その言葉が響いた瞬間、ダリウスの全身に電流のような感覚が走った。リアナの言葉が、反転して海を渡ってきたのだ。あの母の声と同じ響き、けれど今度は人間の口からではなく、海そのものから発せられている。女はゆっくりと体を起こし、光の糸を手に取る。その糸はリアナの髪だった。海水の流れに沿って揺れ、彼女の指先に絡まる。指がわずかに震えると、糸が応えるように光り、拍が再び鳴り始めた。海の心臓が再起動したのだ。
神殿の外では、巨大な地鳴りが起きていた。砂の層が崩れ、珊瑚礁が立ち上がり、王国の輪郭がゆっくりと再構築されていく。崩壊ではなく、結び直しの音。海底の裂け目からは光の流れが噴き上がり、それが糸となって海の表層へと昇っていく。まるで、千の織り糸が海と空を縫い合わせているようだった。
遠く離れた海上の神殿では、アステリアが祈りの姿勢で立っていた。甲冑の表面が淡く光り、鱗が拍に合わせて鳴る。彼女は目を閉じ、何かを感じ取った。胸の奥が熱くなり、喉が震える。風が変わった。潮が逆巻く。そのすべてが告げている――母が、目を覚ましたのだ。アステリアの瞳から一粒の涙が浮かび、頬を滑り落ちる。それは海へと還り、波に飲まれて消えた。
ダリウスは、目の前の光景をただ見つめていた。恐れも悲しみも、もはや彼の中にはなかった。ただ、理解があった。リアナは消えたのではない。還ったのだ。糸となり、光となり、拍としてこの海に織り込まれた。彼は腕の中のカメラを見つめる。レンズの奥には、何も映っていない。それでも、心のどこかで分かっていた。記録はすでに行われたのだと。海そのものが、すべてを記録している。彼の役目は終わったわけではない。まだ伝えることが残っている。
ゆっくりと、ダリウスは浮上を始めた。抱えた機材の重みが、逆に彼を上へ押し上げていく。海の圧が緩み、光が近づく。水面が鏡のように揺れ、彼の姿を返す。そこに映るのは、もはや学者ではなかった。ひとりの証人、海に選ばれた語り部だった。泡が途切れ、音が戻る。空気の層が顔を包み、風が鳴る。彼は深く息を吸った。それは再び世界に戻るための呼吸――リアナが最後に残した、拍の続きだった。
海の下では、エイラが静かに立ち上がっていた。彼女の髪は銀青に輝き、空へと伸びる無数の糸と繋がっている。光の波が身体の輪郭を包み、海全体がひとつの呼吸のように動く。彼女は目を閉じ、海の底から空の端までを見渡すように意識を広げた。そこに確かにあった――リアナの拍。
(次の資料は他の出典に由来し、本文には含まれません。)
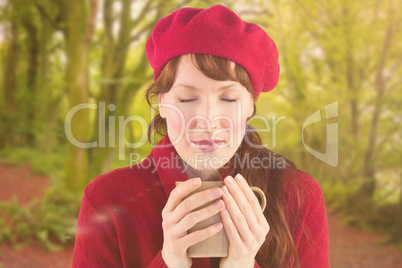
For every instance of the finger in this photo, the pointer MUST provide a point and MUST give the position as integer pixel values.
(243, 204)
(250, 196)
(237, 216)
(196, 200)
(190, 220)
(180, 192)
(230, 228)
(200, 235)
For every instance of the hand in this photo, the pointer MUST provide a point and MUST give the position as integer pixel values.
(244, 223)
(177, 218)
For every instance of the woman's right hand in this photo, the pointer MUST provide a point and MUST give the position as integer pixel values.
(177, 218)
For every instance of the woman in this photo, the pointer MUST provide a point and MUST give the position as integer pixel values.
(209, 69)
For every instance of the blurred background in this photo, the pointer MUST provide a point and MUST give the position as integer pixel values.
(56, 55)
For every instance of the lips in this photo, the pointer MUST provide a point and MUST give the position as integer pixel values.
(208, 142)
(207, 145)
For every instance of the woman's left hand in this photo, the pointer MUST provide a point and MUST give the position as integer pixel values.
(243, 221)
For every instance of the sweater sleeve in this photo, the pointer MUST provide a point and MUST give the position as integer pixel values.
(96, 242)
(313, 249)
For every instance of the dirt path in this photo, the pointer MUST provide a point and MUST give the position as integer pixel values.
(349, 248)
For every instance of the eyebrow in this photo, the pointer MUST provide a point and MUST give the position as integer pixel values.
(197, 89)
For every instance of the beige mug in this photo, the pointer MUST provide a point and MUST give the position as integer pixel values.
(218, 244)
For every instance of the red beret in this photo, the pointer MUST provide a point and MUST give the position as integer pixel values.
(216, 31)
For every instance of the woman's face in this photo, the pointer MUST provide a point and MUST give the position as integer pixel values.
(206, 119)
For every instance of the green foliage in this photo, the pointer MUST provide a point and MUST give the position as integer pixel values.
(41, 164)
(50, 221)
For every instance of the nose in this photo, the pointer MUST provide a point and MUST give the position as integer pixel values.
(205, 114)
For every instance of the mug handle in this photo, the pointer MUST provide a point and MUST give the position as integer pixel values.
(262, 195)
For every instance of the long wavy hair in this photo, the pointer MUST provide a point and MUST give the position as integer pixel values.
(278, 249)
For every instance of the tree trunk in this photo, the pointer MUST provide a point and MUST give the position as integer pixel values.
(8, 113)
(78, 41)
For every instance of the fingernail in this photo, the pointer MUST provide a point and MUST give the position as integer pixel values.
(229, 180)
(225, 189)
(196, 181)
(218, 204)
(216, 192)
(239, 177)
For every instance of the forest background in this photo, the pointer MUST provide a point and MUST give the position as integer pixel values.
(339, 59)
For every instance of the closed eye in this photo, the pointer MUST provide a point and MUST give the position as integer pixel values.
(229, 100)
(183, 101)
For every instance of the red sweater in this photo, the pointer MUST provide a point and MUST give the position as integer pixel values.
(120, 222)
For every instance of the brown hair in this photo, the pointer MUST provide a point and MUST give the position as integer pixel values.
(278, 248)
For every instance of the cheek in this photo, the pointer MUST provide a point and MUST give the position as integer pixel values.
(175, 121)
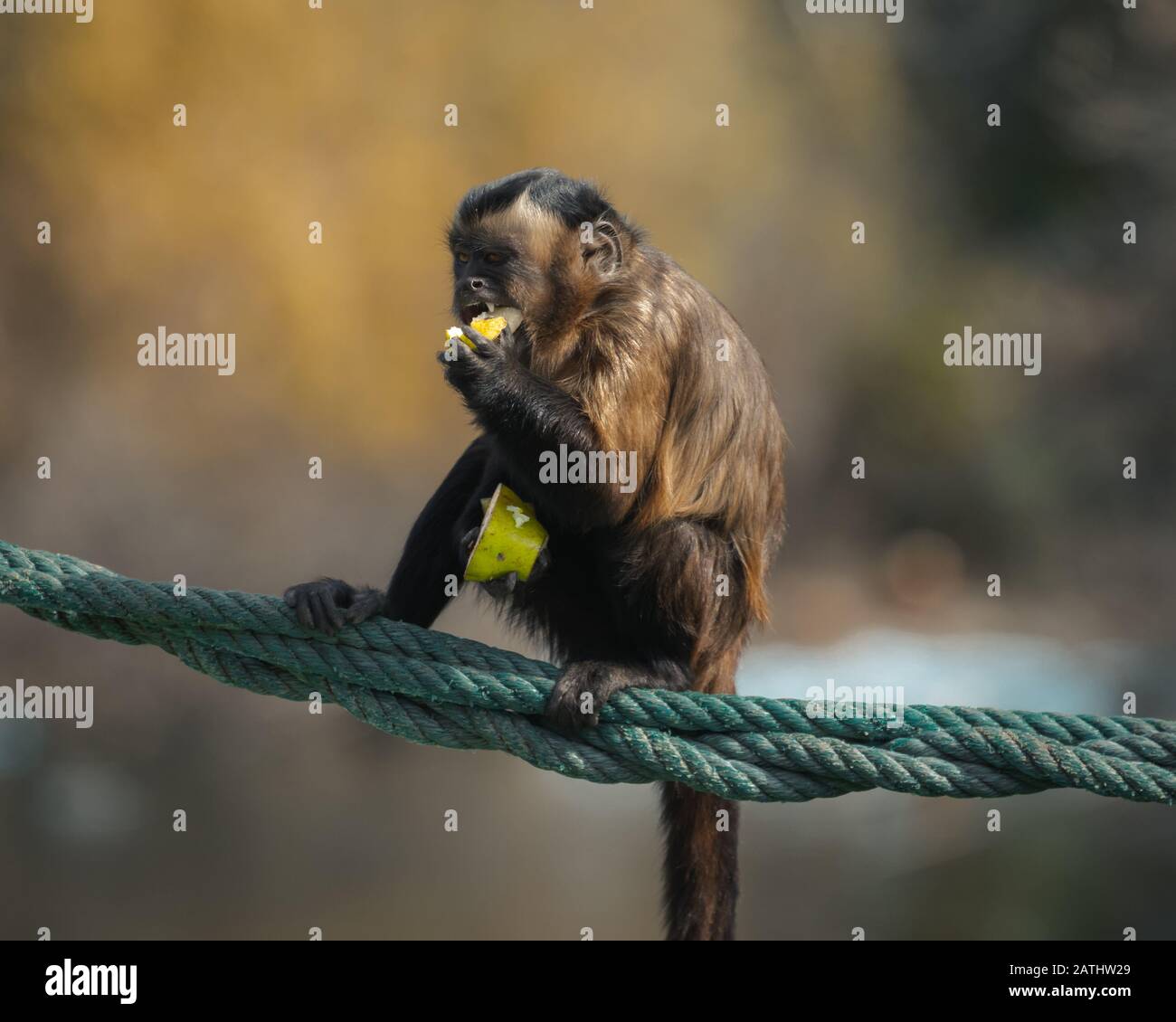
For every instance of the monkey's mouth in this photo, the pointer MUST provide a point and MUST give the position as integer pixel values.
(481, 308)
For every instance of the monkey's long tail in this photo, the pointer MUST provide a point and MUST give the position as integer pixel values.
(701, 872)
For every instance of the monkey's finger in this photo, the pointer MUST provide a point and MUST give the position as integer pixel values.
(482, 347)
(302, 606)
(318, 611)
(334, 611)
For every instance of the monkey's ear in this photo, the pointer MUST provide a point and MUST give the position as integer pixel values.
(602, 247)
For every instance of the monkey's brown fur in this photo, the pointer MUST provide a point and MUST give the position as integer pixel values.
(620, 349)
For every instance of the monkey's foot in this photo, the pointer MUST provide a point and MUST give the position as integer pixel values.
(581, 690)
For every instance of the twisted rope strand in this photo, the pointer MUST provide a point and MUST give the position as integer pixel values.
(438, 689)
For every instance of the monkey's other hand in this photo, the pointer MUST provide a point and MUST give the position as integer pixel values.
(581, 692)
(324, 605)
(474, 372)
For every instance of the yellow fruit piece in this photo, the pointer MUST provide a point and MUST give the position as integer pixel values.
(489, 327)
(510, 539)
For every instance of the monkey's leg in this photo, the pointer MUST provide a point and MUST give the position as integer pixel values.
(584, 685)
(701, 870)
(418, 591)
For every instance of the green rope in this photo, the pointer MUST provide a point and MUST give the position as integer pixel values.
(438, 689)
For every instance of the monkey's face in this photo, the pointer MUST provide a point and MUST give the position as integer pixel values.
(520, 262)
(485, 270)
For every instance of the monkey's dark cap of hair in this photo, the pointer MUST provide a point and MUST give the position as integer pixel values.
(572, 200)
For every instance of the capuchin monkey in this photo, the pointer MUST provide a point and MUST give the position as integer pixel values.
(614, 348)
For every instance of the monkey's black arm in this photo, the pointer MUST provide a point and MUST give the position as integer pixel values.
(529, 416)
(418, 591)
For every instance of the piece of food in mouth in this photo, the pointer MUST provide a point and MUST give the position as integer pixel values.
(510, 539)
(488, 324)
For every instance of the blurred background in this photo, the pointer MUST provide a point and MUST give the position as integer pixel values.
(337, 116)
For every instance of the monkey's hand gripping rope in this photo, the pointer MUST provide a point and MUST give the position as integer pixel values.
(438, 689)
優しく、強く、途切れない。
――ありがとう。
彼女の唇がそう動いたとき、海流が柔らかく返した。それは言葉ではなく、光のゆらぎ。まるで娘が笑っているかのように。エイラはその光を胸に抱き、ゆっくりと頭を上げた。彼女の髪の糸が動き、王国全体の珊瑚と繋がっていく。沈んでいた街が持ち上がり、塔が立ち、石橋が光を帯びる。すべての糸が結び直され、再び「織り」が始まった。王国が、呼吸を取り戻したのだ。
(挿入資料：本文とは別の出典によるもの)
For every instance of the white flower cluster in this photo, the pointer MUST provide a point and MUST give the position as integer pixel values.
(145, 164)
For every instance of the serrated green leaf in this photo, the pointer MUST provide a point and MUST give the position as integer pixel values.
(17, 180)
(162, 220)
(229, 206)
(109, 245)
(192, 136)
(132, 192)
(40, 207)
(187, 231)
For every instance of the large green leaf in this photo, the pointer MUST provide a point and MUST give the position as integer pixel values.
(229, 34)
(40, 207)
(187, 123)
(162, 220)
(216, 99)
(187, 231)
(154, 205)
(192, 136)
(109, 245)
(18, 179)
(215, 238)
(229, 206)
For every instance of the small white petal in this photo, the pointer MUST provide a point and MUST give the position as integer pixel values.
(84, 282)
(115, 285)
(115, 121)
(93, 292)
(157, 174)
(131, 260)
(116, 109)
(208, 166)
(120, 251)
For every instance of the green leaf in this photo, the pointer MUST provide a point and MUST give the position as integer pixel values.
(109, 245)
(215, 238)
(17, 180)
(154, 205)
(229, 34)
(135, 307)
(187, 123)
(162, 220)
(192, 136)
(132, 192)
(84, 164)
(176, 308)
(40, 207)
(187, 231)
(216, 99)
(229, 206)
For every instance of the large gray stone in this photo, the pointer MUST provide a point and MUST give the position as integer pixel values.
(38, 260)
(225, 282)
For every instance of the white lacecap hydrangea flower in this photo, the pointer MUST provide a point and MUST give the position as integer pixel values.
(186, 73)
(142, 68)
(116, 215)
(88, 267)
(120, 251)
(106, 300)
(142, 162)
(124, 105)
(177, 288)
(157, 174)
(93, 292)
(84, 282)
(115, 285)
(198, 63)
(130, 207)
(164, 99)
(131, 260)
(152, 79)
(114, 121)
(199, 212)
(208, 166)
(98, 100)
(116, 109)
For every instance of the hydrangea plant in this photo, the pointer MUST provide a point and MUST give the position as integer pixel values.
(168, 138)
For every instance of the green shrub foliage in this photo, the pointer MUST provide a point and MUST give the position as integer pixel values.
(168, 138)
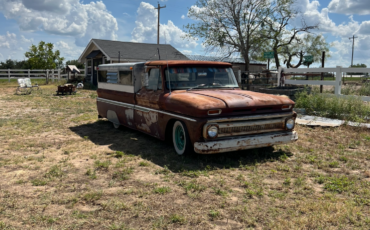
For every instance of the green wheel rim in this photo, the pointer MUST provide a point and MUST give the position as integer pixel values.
(180, 137)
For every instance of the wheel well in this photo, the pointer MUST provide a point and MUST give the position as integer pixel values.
(168, 134)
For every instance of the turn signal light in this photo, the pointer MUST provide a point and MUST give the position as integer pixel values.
(286, 107)
(214, 112)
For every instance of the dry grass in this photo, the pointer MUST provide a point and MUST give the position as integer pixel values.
(62, 168)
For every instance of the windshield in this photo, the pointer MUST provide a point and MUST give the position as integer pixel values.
(200, 77)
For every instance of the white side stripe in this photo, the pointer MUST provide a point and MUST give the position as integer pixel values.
(142, 109)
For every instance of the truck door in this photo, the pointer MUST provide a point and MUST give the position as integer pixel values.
(147, 103)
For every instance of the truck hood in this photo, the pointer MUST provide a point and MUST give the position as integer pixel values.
(197, 102)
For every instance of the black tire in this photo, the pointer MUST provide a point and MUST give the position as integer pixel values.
(116, 126)
(180, 139)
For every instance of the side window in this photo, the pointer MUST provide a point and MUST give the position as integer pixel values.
(154, 81)
(102, 76)
(112, 77)
(125, 77)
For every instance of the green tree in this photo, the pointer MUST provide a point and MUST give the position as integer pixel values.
(358, 66)
(306, 45)
(43, 57)
(14, 64)
(232, 26)
(76, 63)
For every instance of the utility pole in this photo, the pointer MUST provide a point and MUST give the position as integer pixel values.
(353, 47)
(159, 11)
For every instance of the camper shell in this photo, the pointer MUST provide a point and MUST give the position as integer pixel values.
(196, 104)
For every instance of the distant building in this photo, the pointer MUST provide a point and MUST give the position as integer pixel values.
(106, 51)
(238, 63)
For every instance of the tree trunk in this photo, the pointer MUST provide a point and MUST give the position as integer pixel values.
(246, 59)
(276, 57)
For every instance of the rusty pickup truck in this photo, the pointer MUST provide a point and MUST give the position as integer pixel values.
(198, 105)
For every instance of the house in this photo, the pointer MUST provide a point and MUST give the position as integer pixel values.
(238, 63)
(100, 51)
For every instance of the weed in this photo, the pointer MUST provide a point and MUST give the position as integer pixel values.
(193, 186)
(320, 179)
(91, 174)
(334, 164)
(102, 165)
(176, 218)
(214, 214)
(287, 181)
(92, 196)
(344, 159)
(143, 164)
(299, 181)
(119, 154)
(55, 171)
(79, 215)
(38, 182)
(20, 181)
(351, 109)
(164, 171)
(219, 192)
(123, 174)
(162, 190)
(120, 226)
(338, 184)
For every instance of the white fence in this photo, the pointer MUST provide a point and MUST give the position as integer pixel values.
(337, 83)
(54, 74)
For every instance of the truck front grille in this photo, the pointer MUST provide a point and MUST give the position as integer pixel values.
(250, 128)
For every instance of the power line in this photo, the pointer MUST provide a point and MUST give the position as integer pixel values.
(159, 11)
(353, 46)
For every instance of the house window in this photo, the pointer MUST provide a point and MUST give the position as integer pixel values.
(125, 77)
(154, 79)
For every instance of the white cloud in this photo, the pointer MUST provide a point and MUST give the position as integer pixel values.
(68, 50)
(146, 29)
(12, 47)
(8, 41)
(186, 51)
(25, 40)
(341, 50)
(349, 7)
(64, 17)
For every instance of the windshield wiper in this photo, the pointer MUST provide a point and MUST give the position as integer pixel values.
(196, 87)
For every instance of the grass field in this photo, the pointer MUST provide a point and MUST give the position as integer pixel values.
(62, 168)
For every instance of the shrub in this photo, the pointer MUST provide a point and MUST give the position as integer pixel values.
(326, 105)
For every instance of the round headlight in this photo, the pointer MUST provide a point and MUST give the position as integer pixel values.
(290, 124)
(212, 131)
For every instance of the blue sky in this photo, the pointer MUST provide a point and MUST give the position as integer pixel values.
(70, 24)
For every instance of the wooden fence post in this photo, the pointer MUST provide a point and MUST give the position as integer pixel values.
(279, 76)
(239, 77)
(338, 81)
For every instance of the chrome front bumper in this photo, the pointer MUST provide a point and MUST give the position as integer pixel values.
(249, 142)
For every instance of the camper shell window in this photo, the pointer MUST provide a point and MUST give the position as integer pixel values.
(125, 77)
(154, 79)
(112, 77)
(102, 75)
海は静かだった。だが、その静寂の奥で拍が続いていた。リアナの拍。エイラの拍。アステリアの拍。そして、海そのものの鼓動。すべてが重なり、ひとつのリズムを奏でている。それは祈りのようでもあり、記録のようでもあった。ダリウスは海の上で空を見上げた。白金の光が雲を割り、海面を照らす。彼は目を細め、胸の奥で拍を聞いた。
――世界は、いま、再び織り始めている。